Ils n’ont plus besoin de prendre de bateau pour traverser l’Europe, il suffit d’un billet d’avion et de passer la frontière. C’est tellement facile. Il suffit d’aller dans une agence de voyages, de demander un package et de se mettre d’accord sur un prix.
Ces packages comprennent le visa, le vol et l’hôtel à Minsk. Depuis la crise avec la Russie complice qui ne pense qu’à emmerder l’Europe de l’Ouest, ces agences font preuve d’un peu plus de discrétion, et le processus s’est un peu compliqué. Mais il y a beaucoup de façons d’y arriver. Les gens prennent désormais un visa biélorusse et un visa pour Dubaï puis réservent un vol pour Dubaï où ils s’envolent pour Minsk.
Le jeune type dont on vient de couper le pouce a survécu à vingt jours dans la forêt qui sépare la Biélorussiedu nord-est de la Pologne. Trois longues semaines passées dans le froid, sans vivres, coincé entre la police de Minsk qui l’empêche de faire marche arrière et les six mille militaires déployés par Varsovie pour épauler les gardes-frontières afin de leur barrer l’entrée.
Des complices repèrent les plus costauds et leur font miroiter un passage en Angleterre moyennant une fortune. Il n’y a pas de petits profits. Grâce aux relations du vieux, une fois en Allemagne, ils arrivent tout droit chez nous puisqu’il n’y a quasiment aucun contrôle aux frontières.
Mathis écoutait distraitement les explications de son supérieur tout en regardant autour de lui les yeux exorbités.
Un bruit les fit se retourner. Un homme en pantalon de treillis se dirigeait vers eux, précédé par Albert, piteusement les mains en l’air, tenu en respect par un Colt45.
Sur un geste de Dufour, des hommes de main immobilisèrent Mathis et Albert.
Dufour commença à attacher les deux mains d’Albert, tétanisé.
Les mains de Mathis Claudel furent saucissonnées l’une contre l’autre par un solide lien en cuir. Il les posa lui-même sur le billot en fixant calmement Dufour dans les yeux et tout de suite une lutte silencieuse commença. Mathis poussait ses mains vers l’avant tandis que Dufour essayait de les refouler pour les maintenir au centre de la pièce de bois.
Au moment où, d’un « han » de bûcheron, le sénateur, les yeux exorbités, abattit son lardoir, Mathis tira vers lui de toutes ses forces, aidé par la contre-pression de Dufour.
Tchac !
Silence.
Dufour regardait ses moignons sans y croire. Le coupe-coupe était coincé, profondément enfoncé dans le bois, et le sénateur bataillait pour le récupérer.
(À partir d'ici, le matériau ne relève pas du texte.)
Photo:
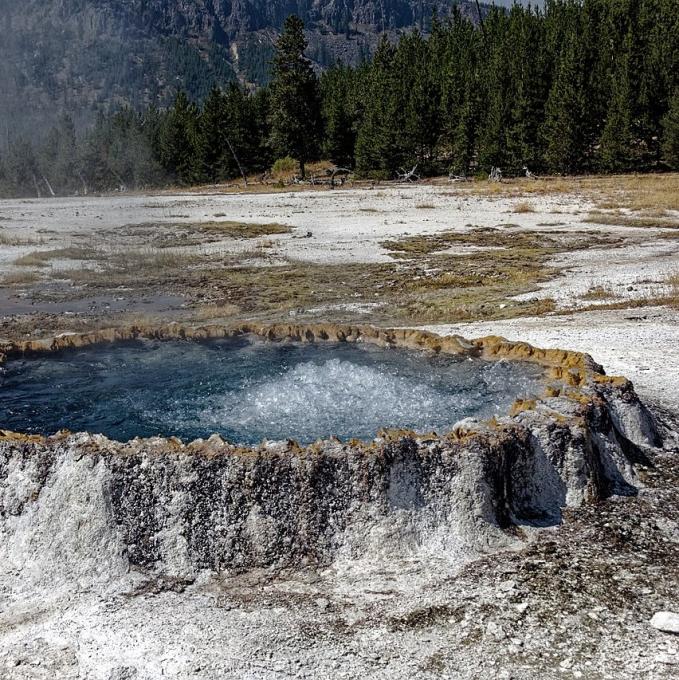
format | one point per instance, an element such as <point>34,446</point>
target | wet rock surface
<point>539,545</point>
Profitant de l’occasion, Mathis Claudel lui décocha un magistral coup de pied retourné, l’envoyant ainsi valdinguer au milieu des travailleurs kurdes qui se jetèrent sur lui.
Sans un mot, ceux-ci les poussèrent devant eux par de grandes bourrades en direction de l’enclos où grognaient les monstres porcins excités par l’odeur du sang. Ils essayèrent bien de résister, mais rien n’y fit. Ils furent balancés de l’autre côté de la forte clôture métallique en poussant des cris d’effroi. Le sénateur, saisi par une cheville, tomba le premier, suivi de près par Dufour qui essayait de protéger ses moignons sous ses aisselles.
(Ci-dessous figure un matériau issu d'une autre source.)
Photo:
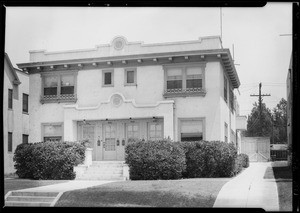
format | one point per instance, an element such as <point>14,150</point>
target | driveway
<point>250,190</point>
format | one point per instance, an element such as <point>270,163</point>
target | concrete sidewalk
<point>250,190</point>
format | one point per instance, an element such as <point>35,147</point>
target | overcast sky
<point>262,54</point>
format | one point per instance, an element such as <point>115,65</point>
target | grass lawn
<point>283,176</point>
<point>198,192</point>
<point>15,184</point>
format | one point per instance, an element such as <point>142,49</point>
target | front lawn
<point>16,184</point>
<point>199,192</point>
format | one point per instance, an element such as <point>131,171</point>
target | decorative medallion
<point>119,43</point>
<point>116,100</point>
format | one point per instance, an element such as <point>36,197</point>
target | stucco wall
<point>13,120</point>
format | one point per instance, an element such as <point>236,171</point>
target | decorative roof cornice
<point>138,60</point>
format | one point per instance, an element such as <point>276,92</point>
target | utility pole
<point>260,107</point>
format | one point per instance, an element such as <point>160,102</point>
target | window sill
<point>108,85</point>
<point>133,84</point>
<point>184,93</point>
<point>58,99</point>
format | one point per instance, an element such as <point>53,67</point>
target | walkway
<point>68,186</point>
<point>250,190</point>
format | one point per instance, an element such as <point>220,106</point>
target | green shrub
<point>209,159</point>
<point>153,160</point>
<point>245,160</point>
<point>48,160</point>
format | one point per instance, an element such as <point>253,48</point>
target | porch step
<point>103,170</point>
<point>21,198</point>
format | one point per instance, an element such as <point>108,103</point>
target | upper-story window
<point>174,79</point>
<point>231,99</point>
<point>10,98</point>
<point>130,76</point>
<point>25,103</point>
<point>193,77</point>
<point>225,89</point>
<point>184,80</point>
<point>108,78</point>
<point>59,87</point>
<point>226,132</point>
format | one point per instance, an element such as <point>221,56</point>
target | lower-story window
<point>25,138</point>
<point>52,132</point>
<point>191,129</point>
<point>155,131</point>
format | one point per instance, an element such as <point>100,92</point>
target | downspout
<point>174,108</point>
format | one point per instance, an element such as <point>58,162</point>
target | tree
<point>253,124</point>
<point>279,117</point>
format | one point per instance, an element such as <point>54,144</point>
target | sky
<point>253,35</point>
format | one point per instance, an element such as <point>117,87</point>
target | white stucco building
<point>121,91</point>
<point>15,112</point>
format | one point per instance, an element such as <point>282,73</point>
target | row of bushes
<point>173,160</point>
<point>48,160</point>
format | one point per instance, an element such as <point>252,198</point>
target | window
<point>130,76</point>
<point>9,147</point>
<point>193,77</point>
<point>225,89</point>
<point>155,131</point>
<point>67,84</point>
<point>232,137</point>
<point>10,98</point>
<point>25,103</point>
<point>25,139</point>
<point>52,132</point>
<point>191,129</point>
<point>226,132</point>
<point>231,99</point>
<point>174,79</point>
<point>132,132</point>
<point>59,87</point>
<point>183,80</point>
<point>108,78</point>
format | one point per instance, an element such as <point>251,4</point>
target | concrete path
<point>250,190</point>
<point>67,186</point>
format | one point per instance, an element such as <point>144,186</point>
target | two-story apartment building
<point>122,91</point>
<point>15,112</point>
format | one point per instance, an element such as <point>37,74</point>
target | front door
<point>88,133</point>
<point>109,141</point>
Très vite, le silence retomba, uniquement troublé par les bruits dégoûtants des chairs déchirées et des déglutitions abjectes. L’air était envahi de l’odeur ferrugineuse du sang et de remugles de merde fraîche.
HUFFPOST
Politique02/02/2022 14 h 26 CET
Mort du sénateur Amédée Porcelot à 76 ans dans des conditions dramatiques.
La classe politique endeuillée. Le sénateur des Vosges Amédée Porcelot, ancien maire divers gauche de Sainte-Geneviève-sur Moselle pendant seize ans, est décédé dans la nuit de mardi 1er au mercredi 2 février à l’âge de 76 ans au cours d’un accident dramatique en visitant un de ses abattoirs ultra moderne, a-t-on appris de sources parlementaires.
Malencontreusement tombé dans un enclos plein d’animaux, il a péri piétiné. Le commandant de police Dufour, qui l’accompagnait, se porta courageusement à son secours et a perdu la vie dans les mêmes circonstances.